Mas eram locais sobretudo para as elites. Para os restantes, sobretudo das classes mais baixas, o engate desenrolava-se noutros locais. Nos cinemas, nos jardins, nas zonas de passagem de marinheiros e soldados, nos urinóis públicos. “Combinava-se para outro sítio ou em casa, se se quisesse ir mais longe”.

O mesmo regime, tratamentos diferentes

Urinóis da Faculdade de Medicina (Artur João Goulart/Arquivo Municipal de Lisboa)

A polícia atuava em força nos urinóis, encarados como lugares de “atos imorais” e de “vícios contra a natureza”. Contudo, mostram os relatos e a investigação académica, o Estado Novo tinha formas muito diferentes de lidar com os processos. Tudo dependia da classe social de quem era apanhado.

“Quem tinha dinheiro, dava dinheiro ao polícia que guardava o processo. E se estava em cima, passava para baixo. Até cair no esquecimento. Quem não tinha dinheiro estava lixado, ou ia preso ou ia para a Mitra”, lembra António.

Registo de Detenção (Cortesia: Polícia Judiciária)

Os homossexuais das classes mais baixas eram humilhados e espancados em público, postos a lavar o chão. Na classe artística e cultural, a permissividade era maior. Já aqueles que pertenciam a famílias de elite acabavam protegidos pelo regime: alguns faziam inclusive parte da equipa de Oliveira Salazar.

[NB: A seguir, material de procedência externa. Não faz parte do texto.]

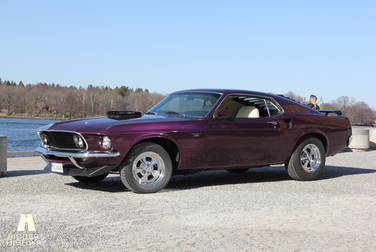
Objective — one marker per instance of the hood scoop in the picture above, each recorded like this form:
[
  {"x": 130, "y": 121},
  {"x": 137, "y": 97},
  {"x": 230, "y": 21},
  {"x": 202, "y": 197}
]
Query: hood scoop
[{"x": 123, "y": 114}]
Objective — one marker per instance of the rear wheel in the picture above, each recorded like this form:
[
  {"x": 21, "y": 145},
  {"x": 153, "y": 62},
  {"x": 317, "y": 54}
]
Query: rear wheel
[
  {"x": 148, "y": 169},
  {"x": 90, "y": 179},
  {"x": 307, "y": 161}
]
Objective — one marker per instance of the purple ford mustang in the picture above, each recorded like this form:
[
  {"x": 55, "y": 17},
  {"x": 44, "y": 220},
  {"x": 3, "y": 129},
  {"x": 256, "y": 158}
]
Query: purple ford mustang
[{"x": 195, "y": 130}]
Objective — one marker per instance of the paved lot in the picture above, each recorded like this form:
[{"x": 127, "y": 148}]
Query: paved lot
[{"x": 261, "y": 210}]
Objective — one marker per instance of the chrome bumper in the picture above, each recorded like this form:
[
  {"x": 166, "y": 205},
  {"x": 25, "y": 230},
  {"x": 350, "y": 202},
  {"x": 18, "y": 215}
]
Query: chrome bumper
[
  {"x": 44, "y": 151},
  {"x": 72, "y": 155}
]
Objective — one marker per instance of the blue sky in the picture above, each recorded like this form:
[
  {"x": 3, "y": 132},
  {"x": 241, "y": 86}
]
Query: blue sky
[{"x": 327, "y": 48}]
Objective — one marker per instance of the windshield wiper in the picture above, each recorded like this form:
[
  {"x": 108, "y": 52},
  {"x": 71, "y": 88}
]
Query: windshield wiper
[{"x": 174, "y": 113}]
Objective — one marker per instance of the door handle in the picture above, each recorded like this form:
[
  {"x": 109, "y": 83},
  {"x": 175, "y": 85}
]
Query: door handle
[{"x": 274, "y": 123}]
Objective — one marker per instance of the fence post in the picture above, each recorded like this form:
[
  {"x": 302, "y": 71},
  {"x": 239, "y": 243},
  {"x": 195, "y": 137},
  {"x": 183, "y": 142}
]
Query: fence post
[{"x": 3, "y": 154}]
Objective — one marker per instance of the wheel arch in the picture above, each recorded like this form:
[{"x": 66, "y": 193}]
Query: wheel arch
[
  {"x": 313, "y": 134},
  {"x": 166, "y": 142}
]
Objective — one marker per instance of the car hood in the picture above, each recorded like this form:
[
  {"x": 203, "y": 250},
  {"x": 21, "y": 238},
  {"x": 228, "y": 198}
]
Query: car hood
[{"x": 105, "y": 124}]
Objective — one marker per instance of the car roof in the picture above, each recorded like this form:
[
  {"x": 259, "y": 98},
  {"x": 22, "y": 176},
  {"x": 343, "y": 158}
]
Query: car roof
[{"x": 226, "y": 91}]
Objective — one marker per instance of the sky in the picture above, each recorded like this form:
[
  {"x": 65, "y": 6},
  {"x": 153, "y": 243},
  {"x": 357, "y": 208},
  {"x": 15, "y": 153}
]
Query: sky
[{"x": 326, "y": 48}]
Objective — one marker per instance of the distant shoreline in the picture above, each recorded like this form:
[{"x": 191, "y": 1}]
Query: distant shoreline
[{"x": 38, "y": 118}]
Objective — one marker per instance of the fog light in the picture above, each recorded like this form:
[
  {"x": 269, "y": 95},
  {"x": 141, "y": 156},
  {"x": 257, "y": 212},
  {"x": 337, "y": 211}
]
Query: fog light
[
  {"x": 78, "y": 141},
  {"x": 106, "y": 143}
]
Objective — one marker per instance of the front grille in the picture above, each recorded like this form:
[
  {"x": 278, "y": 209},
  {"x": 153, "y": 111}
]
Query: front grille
[{"x": 60, "y": 140}]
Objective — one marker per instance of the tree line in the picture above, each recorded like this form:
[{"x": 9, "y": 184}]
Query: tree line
[
  {"x": 358, "y": 112},
  {"x": 54, "y": 100}
]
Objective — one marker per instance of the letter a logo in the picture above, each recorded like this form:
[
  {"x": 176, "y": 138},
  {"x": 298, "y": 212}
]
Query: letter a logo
[{"x": 26, "y": 218}]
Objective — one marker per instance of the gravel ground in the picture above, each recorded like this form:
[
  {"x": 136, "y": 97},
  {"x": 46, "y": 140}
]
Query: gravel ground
[{"x": 261, "y": 210}]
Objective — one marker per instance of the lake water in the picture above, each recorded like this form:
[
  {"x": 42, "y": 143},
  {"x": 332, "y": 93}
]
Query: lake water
[{"x": 21, "y": 133}]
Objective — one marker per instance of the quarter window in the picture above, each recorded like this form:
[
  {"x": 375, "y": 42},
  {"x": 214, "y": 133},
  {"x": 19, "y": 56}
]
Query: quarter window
[{"x": 242, "y": 106}]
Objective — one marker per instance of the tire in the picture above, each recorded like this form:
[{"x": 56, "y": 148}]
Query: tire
[
  {"x": 242, "y": 170},
  {"x": 307, "y": 161},
  {"x": 90, "y": 179},
  {"x": 147, "y": 169}
]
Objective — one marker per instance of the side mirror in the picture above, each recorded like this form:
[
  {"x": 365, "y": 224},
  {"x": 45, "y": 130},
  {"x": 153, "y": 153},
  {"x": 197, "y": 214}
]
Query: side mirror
[{"x": 220, "y": 113}]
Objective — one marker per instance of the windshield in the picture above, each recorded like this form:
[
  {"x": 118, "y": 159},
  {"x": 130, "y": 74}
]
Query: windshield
[{"x": 186, "y": 104}]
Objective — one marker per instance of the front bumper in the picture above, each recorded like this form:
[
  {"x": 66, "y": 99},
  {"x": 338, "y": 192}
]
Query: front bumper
[{"x": 74, "y": 168}]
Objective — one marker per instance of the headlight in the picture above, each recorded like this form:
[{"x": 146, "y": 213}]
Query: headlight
[
  {"x": 106, "y": 143},
  {"x": 78, "y": 141},
  {"x": 44, "y": 139}
]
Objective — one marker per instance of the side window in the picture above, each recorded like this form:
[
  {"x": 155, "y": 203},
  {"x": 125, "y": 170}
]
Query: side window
[
  {"x": 274, "y": 110},
  {"x": 243, "y": 106}
]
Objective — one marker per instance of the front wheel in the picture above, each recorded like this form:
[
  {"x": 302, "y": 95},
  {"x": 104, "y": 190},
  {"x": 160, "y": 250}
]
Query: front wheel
[
  {"x": 307, "y": 161},
  {"x": 148, "y": 169}
]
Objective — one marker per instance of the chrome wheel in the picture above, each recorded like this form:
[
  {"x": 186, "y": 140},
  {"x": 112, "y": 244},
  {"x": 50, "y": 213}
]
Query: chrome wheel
[
  {"x": 307, "y": 160},
  {"x": 310, "y": 158},
  {"x": 148, "y": 169}
]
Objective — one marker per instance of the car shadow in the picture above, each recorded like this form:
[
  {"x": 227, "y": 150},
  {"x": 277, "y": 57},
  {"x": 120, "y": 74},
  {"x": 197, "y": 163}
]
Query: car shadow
[
  {"x": 113, "y": 184},
  {"x": 19, "y": 173},
  {"x": 256, "y": 175}
]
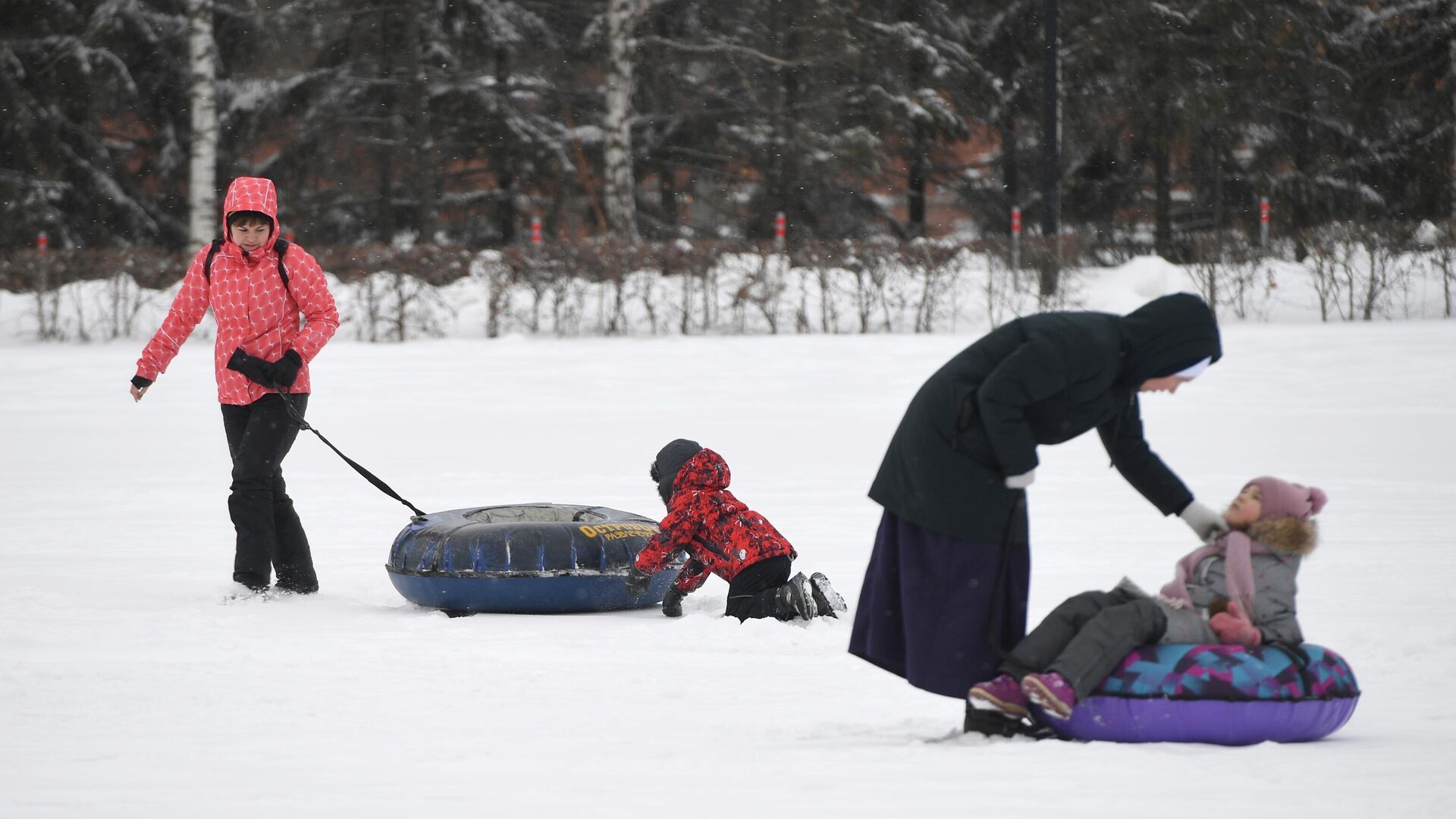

António Serzedelo nunca foi apanhado pela polícia. “Tinha boas pernas para correr”. Mas não conseguiu escapar às mãos dos “arrebentas”, grupos de jovens que atuavam com autorização das forças de autoridade. “Faziam o trabalho sujo que os polícias não queriam fazer”.

Fica a ressalva de que esta realidade de perseguição se aplicava aos homens gay. As mulheres eram vistas como seres de segunda pelo regime: serem lésbicas era algo que não lembrava a ninguém, mesmo quando viviam com uma “amiga” - como veremos no terceiro capítulo desta reportagem.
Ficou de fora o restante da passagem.